Sur le papier, la culture in vitro est séduisante: pas d’abattage de bêtes, davantage de terres cultivables, de la viande pour les 10 milliards d’êtres humains qui peupleront la Terre en 2050.  (Photo: Fotolia / Dmytro Sukharevskyi)

Sur le papier, la culture in vitro est séduisante: pas d’abattage de bêtes, davantage de terres cultivables, de la viande pour les 10 milliards d’êtres humains qui peupleront la Terre en 2050.  (Photo: Fotolia / Dmytro Sukharevskyi)

«Pour un steak tartare, prenez un amas de cellules musculaires et laissez-les se multiplier dans des boîtes de Petri où vous avez déposé un milieu de culture riche contenant notamment des hormones, des facteurs de croissance et du sérum de veau fœtal. Ajoutez des antibiotiques et fongicides. Maintenez la température à 37°C.» Cette drôle de recette est signée Jean-François Hocquette, directeur de recherche à L’Inra, premier institut de recherche agronomique en Europe, qui a notamment coordonné la publication scientifique internationale «La viande in vitro est-elle une solution d’avenir?».

Cinq années d’expérimentations

La première dégustation de viande cultivée en labo remonte à 2013, quand le professeur Mark Post et son équipe de l’université de Maastricht avaient réussi à fabriquer trois steaks hachés de 140g. Si les goûteurs étaient visiblement indulgents quant au résultat, Jean-François Hocquette admet qu’«on est encore loin d’un vrai muscle, qui mêle des fibres organisées, des vaisseaux sanguins, des nerfs, du tissu conjonctif et des cellules adipeuses. Le premier steak in vitro a été assaisonné avec de nombreux ingrédients pour se rapprocher du goût de la viande».

Depuis, les expérimentations se sont multipliées aux quatre coins de la planète. Dans la Silicon Valley, Memphis Meats a ainsi produit sa première boulette à base de cellules musculaires animales début 2016. Ont suivi des morceaux de poulet et du canard, eux aussi «in vitro», en mars 2017. Des essais qui ont convaincu Bill Gates, Richard Branson, le fondateur de Virgin, et Jack Welch, ancien PDG de General Motors, d’investir dans la start-up. On évoquait alors le lancement de produits commerciaux pour 2020 au mieux.

Et puis, surprise, tout récemment, un autre acteur de la viande de labo, Just (ex-Hampton Creek) a annoncé que ses produits seraient en rayons avant fin 2018! Une date jugée optimiste par certains spécialistes qui notent qu’à ce stade, personne n’a mordu dans ce produit, qui serait d’ailleurs encore impropre à la consommation, mais qui reflète une avancée majeure: Just aurait trouvé la solution miracle pour réduire drastiquement les coûts.

Une viande à 5.000€ le kilo

En 2013, le steak issu du labo de recherche hollandais frôlait en effet les 290.000€. Le kilo de boulettes de Memphis Meats revenait encore à 5.000 dollars il y a deux ans.
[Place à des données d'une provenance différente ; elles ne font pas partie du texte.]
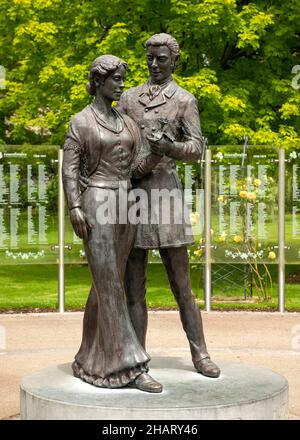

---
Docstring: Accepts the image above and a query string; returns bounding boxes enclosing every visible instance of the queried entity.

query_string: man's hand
[79,174,89,192]
[147,134,172,156]
[70,208,92,240]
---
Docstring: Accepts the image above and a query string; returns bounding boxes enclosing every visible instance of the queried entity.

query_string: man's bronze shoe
[195,357,221,377]
[129,373,162,393]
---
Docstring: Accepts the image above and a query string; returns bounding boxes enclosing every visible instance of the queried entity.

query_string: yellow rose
[219,231,227,241]
[233,235,242,243]
[240,191,248,199]
[247,193,256,202]
[194,249,203,257]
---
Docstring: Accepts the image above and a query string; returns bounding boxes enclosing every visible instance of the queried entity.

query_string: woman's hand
[147,133,172,156]
[70,208,92,240]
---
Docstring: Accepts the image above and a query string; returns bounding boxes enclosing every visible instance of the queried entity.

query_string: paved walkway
[0,312,300,419]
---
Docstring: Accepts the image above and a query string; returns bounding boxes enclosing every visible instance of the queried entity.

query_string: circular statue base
[21,357,288,420]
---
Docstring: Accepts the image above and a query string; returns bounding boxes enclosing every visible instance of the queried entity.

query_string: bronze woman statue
[62,55,162,392]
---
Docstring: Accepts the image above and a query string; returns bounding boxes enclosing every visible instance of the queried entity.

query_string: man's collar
[139,79,178,107]
[139,79,178,98]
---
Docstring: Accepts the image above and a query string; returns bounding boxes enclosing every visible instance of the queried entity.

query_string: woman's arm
[62,118,90,239]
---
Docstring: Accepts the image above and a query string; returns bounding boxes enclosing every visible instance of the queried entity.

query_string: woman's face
[100,66,126,102]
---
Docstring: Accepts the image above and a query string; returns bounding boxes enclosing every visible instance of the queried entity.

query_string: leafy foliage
[0,0,300,145]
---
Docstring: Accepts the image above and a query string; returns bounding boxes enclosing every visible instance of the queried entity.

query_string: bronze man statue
[118,34,220,377]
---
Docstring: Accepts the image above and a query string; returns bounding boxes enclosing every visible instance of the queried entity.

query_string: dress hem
[72,361,149,388]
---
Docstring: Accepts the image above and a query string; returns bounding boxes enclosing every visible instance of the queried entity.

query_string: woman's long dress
[66,108,150,388]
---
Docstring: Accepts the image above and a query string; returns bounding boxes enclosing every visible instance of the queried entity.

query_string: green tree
[0,0,300,145]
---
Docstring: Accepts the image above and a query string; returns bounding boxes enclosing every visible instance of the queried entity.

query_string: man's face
[146,46,174,84]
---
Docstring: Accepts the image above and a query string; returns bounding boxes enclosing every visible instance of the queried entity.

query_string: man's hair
[86,55,127,95]
[145,34,179,58]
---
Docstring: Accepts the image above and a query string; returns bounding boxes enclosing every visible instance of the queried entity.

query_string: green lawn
[0,264,300,311]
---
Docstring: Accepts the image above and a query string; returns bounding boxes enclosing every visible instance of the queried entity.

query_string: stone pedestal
[21,357,288,420]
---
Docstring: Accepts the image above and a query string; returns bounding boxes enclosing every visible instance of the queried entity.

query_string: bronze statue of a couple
[63,34,220,393]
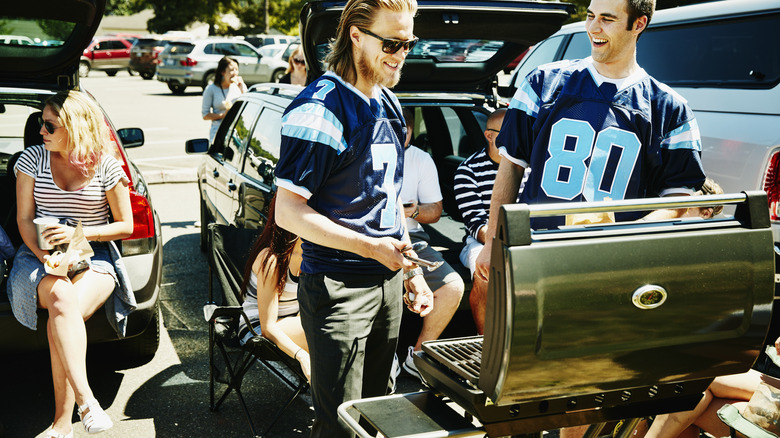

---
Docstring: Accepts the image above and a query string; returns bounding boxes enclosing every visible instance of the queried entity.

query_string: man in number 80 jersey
[477,0,705,278]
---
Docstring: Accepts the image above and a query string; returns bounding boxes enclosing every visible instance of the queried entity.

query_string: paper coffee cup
[33,217,60,249]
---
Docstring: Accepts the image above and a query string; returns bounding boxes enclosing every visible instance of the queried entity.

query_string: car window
[233,44,257,58]
[163,43,193,55]
[637,14,780,88]
[223,102,261,170]
[212,43,238,56]
[561,32,590,59]
[514,35,563,83]
[244,108,282,181]
[513,35,563,87]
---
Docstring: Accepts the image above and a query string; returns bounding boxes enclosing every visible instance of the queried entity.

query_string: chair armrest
[203,302,260,336]
[718,405,778,438]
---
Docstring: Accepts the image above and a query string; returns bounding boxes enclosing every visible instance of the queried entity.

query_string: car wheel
[79,61,90,78]
[168,82,187,94]
[119,303,160,360]
[202,71,217,91]
[200,201,211,252]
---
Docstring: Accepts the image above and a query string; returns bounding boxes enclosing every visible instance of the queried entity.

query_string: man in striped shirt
[455,109,516,334]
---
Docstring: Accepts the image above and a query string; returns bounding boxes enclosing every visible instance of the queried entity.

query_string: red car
[79,36,133,78]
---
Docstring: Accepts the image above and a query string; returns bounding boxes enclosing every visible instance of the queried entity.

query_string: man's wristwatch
[404,266,422,281]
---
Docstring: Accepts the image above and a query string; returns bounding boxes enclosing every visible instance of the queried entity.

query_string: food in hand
[46,251,65,269]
Un coût de production très élevé dû à la prolifération des cellules, qui impose l’utilisation de sérums issus de sang animal, très onéreux. Par quel subterfuge Just réussit-elle à s’en passer? Mystère, le secret reste bien gardé. Pour gagner l’adhésion des consommateurs, cette viande qu’on dit parfois «propre» («clean meat») aurait tout intérêt à jouer la transparence et à se passer de l’utilisation de sérum de fœtus de veau.

Les résidus des molécules de synthèse utilisées pour la culture se retrouveraient dans les eaux usées des usines.

Jean-François Hocquette, directeur de recherche à L’Inra

Mais laissons de côté les papilles délicates et nos préjugés. Sur le papier, la culture in vitro est séduisante: pas d’abattage de bêtes, davantage de terres cultivables, de la viande pour les 10 milliards d’êtres humains qui peupleront la Terre en 2050. L’impact bénéfique sur l’environnement reste toutefois à démontrer. Si les défenseurs de la «viande propre» estiment qu’elle utiliserait à peine 1% de la terre et 10% de l’eau nécessaires à l’élevage traditionnel, Jean-François Hocquette est plus mesuré. «Différentes estimations n’accordent à ce procédé qu’un impact modéré pour réduire les gaz à effet de serre et la pollution par les nitrates, et un intérêt limité quant à l’utilisation des énergies fossiles, voire très limité pour l’économie en eau. De plus, les résidus des molécules de synthèse utilisées pour la culture se retrouveraient dans les eaux usées des usines», explique-t-il. Au final, il reviendra aux consommateurs de trancher en achetant ou non la viande in vitro.